Immobile un instant, elle le regarda droit aux yeux, et soudain, avec toute l’impétuosité dont est capable une femme qui ne vit que par les élans du cœur, elle se jeta à son cou, le serra dans ses bras, et se mit à sangloter. Dans ce moment la rue retentit de cris confus, de trompettes et de tambours. Mais Andry ne les entendait pas ; il ne sentait rien autre chose que la tiède respiration de la jeune fille qui lui caressait la joue, que ses larmes qui lui baignaient le visage, que ses longs cheveux qui lui enveloppaient la tête d’un réseau soyeux et odorant.

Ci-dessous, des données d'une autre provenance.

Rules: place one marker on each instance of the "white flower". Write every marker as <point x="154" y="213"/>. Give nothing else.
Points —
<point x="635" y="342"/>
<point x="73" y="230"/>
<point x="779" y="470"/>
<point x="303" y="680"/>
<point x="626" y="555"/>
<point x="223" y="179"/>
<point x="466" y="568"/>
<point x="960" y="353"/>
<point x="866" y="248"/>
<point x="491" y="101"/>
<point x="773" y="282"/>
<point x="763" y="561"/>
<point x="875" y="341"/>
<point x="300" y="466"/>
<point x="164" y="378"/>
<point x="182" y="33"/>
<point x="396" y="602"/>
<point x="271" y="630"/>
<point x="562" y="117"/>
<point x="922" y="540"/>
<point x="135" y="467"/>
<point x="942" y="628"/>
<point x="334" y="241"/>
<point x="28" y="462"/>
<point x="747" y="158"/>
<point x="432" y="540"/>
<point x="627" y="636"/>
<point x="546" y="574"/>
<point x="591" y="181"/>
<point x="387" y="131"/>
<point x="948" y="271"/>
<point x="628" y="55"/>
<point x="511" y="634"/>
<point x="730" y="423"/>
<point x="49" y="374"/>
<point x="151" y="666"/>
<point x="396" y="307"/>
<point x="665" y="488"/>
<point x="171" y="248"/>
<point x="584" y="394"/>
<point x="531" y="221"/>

Tout à coup la Tatare entra dans la chambre en jetant des cris de joie.
— Nous sommes sauvés, disait-elle toute hors d’elle-même ; les nôtres sont entrés dans la ville, amenant du pain, de la farine, et des Zaporogues prisonniers.
Mais ni l’un ni l’autre ne fit attention à ce qu’elle disait. Dans le délire de sa passion, Andry posa ses lèvres sur la bouche qui effleurait sa joue, et cette bouche ne resta pas sans réponse.
Et le Cosaque fut perdu, perdu pour toute la chevalerie cosaque. Il ne verra plus ni la setch, ni les villages de ses pères, ni le temple de Dieu. Et l’Ukraine non plus ne reverra pas l’un des plus braves de ses enfants. Le vieux Tarass s’arrachera une poignée de ses cheveux gris, et il maudira le jour et l’heure où il a, pour sa propre honte, donné naissance à un tel fils !
- ↑ Il n’y a point d’orgues dans les églises du rite grec, c’était chose nouvelle pour un Cosaque.